A second study by a team of Boston researchers analyzed seven patients who had recovered after taking Paxlovid and found live virus for up to nine days in three of them. One of the patient’s test samples showed live virus for 11 days after Paxlovid stopped.
“This has greatly increased the suspicion that they are contagious,” said Dr. Mark Siedner, an infectious disease clinician and researcher at Massachusetts General Hospital and co-author of the non-peer-reviewed study.
“It’s not just that they’re recovering. It’s like they’re recovering and it seems like they’re starting over, their virus is going way up,” Siedner said. “It’s a really unique phenomenon.”
Siedner’s team found no evidence that the virus had developed resistance to Paxlovid.
Siedner and other researchers say the rebound phenomenon raises pressing questions about whether patients on longer-term treatment should be treated with Paxlovid, or perhaps another drug.
The CDC alert does not definitively answer that question.
“There is currently no evidence to suggest that additional treatment with Paxlovid or other anti-SARS-CoV-2 therapies is required in cases where COVID-19 rebound is suspected,” it said.
The rebounds with so many live viruses has Siedner wondering if There is something about Paxlovid that could be contributing to the phenomenon.
“We’re wondering, are we not using the drug properly or for long enough, or is that something about Paxlovid that doesn’t allow the immune system to intervene?” he said.

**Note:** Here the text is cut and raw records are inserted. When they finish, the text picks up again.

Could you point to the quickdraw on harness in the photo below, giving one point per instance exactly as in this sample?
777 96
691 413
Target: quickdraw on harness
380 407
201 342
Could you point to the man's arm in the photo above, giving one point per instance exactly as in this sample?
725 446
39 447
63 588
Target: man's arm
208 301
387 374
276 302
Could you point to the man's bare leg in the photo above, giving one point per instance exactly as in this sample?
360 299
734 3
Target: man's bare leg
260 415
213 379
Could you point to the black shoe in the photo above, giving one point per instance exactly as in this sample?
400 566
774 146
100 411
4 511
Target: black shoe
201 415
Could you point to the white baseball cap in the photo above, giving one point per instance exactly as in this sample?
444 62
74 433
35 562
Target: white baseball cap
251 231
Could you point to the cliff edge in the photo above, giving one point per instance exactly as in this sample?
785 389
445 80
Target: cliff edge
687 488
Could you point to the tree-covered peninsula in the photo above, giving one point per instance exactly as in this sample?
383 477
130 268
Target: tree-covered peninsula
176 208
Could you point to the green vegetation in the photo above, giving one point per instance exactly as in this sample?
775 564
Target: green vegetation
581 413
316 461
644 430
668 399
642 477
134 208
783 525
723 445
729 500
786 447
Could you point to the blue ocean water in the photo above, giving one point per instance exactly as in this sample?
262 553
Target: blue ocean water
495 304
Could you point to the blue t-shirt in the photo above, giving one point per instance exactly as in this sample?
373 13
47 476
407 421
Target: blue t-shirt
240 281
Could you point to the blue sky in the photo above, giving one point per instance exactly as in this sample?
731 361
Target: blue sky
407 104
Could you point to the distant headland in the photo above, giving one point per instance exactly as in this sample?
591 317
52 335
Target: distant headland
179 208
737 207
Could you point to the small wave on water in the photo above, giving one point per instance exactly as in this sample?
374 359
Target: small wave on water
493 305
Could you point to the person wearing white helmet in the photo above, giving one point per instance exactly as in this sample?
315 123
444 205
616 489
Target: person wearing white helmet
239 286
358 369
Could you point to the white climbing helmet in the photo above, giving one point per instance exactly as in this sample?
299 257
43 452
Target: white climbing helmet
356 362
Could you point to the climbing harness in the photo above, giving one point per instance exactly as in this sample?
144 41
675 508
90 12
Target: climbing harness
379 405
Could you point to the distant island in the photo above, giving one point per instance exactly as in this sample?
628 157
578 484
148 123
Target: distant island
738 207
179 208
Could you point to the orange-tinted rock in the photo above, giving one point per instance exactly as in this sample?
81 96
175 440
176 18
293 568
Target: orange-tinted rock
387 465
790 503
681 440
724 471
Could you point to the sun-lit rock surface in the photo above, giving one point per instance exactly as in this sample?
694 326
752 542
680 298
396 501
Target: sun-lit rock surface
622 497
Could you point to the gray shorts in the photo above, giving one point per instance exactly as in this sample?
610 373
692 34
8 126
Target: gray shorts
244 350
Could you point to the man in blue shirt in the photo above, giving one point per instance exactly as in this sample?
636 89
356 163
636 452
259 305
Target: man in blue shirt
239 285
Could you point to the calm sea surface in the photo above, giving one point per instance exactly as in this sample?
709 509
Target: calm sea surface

Siedner’s team, which includes researchers from Brigham and Women’s Hospital and the Broad Institute and Ragon Institute of MGH, MIT and Harvard, is launching a new study designed to answer some of these questions.
They will test the immune systems of people who have recovered to see if the immune response of those who received Paxlovid differs from those who didn’t.
dr Kathryn Stephenson, an assistant professor at Harvard Medical School and an infectious disease physician at Beth Israel Deaconess Medical Center, is also leading a Paxlovid studyMonitoring patients who have just started COVID antiviral testing for two to three weeks to detect rebound information on symptoms.
She said her and other small studies involving a few dozen people are helpful, but that much larger, rigorous studies are badly needed to understand and address rebounds.
“I think it’s Pfizer’s responsibility to produce and share this data quickly – it’s their drug.” [that received emergency use authorization,]’ Stephenson said.
“It’s not fair that individual clinicians and researchers are now trying to catch up and collect this data themselves.”